Tuesday, January 25, 2011

Oh, The Places You'll Go

The New York Times has a review of Nicholas Delbanco's new book, “Lastingness: The Art of Old Age,” that explores the question:
Why do some artists ... mature early and then run out of steam, producing only second-rank work in their last decades, while others gain momentum and occasionally even peak in old age?
Even as a child of 7, I understood that old age would reveal wondrous secrets held back from youth. It was mostly the effortless way my grandparents or other older people could connect the dots between things in the world around us. "It's going to be a fast, violent thunderstorm. You can tell by the way the wind is turning the leaves on the trees." Such simple revelations seemed like pure magic to me as a kid, as if the curtain cloaking all the mysteries of the universe was momentarily pulled back for me.

Upon first understanding this, I wanted to know all such things myself. But somehow I knew it took time...decades...possibly several of them...before one could master such magic. Not that I didn't try to accelerate the process. I practiced acting like my grandfather as a child and (now I realize) well into my early adulthood. From mimicking the groaning noises he made when he rose from a chair when I was 7 to dressing in pastel cardigans and vintage sharkskin jackets while in college, I was emulating him, because I couldn't wait to be like him...to be myself the keeper of such marvelous secrets.

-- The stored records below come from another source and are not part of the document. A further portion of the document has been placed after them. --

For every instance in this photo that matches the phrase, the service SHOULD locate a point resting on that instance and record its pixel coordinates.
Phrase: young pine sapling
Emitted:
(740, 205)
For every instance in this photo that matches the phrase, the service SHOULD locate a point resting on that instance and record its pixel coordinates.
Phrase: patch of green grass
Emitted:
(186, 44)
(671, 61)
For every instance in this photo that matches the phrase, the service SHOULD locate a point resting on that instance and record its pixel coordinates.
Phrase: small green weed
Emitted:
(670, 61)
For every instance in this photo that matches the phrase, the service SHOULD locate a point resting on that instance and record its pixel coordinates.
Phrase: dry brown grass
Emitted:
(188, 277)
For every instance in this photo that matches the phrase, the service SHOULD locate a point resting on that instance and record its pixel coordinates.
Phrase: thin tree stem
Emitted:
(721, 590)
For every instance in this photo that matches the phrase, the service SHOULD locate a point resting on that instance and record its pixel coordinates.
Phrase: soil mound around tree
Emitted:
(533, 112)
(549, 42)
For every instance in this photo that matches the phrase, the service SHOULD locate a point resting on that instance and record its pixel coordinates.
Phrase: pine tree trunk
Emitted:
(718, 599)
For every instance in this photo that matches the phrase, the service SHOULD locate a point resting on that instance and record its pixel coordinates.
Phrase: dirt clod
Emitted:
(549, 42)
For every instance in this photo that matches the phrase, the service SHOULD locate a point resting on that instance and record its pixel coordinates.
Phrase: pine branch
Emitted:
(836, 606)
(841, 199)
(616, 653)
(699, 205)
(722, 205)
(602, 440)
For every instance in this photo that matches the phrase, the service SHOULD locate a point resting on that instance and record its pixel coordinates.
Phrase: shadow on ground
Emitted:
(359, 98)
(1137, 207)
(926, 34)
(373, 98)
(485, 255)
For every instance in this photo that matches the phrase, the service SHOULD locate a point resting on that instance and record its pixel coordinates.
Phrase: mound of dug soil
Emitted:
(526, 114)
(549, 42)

OK, so thanks for humoring my trip down memory lane, but the question Delbanco's book reportedly raises is why some artists seem to tap into rich veins as they mature and others do not. Perhaps it hinges on whether an artist finds their way to what Delbanco sees as the dividing realization. From the NYTimes review by Brooke Allen:
In youth, [Delbanco] posits, “it’s the reception of the piece and not its production that counts. But to the aging writer, painter or musician the process can signify more than result; it no longer seems as important that the work be sold.” It is a profound observation; with time and age, the act of showing becomes increasingly subordinate to the act of making, and gratification turns ever further inward.
This follows nicely from yesterday's post on The Woodmans, in which we see Betty and George Woodman speak about the overriding importance of being in their studios, making their work, as opposed to their daughter Francesca who seemed to become depressed that there weren't more opportunities to show her work and receive the acclaim she felt she had earned.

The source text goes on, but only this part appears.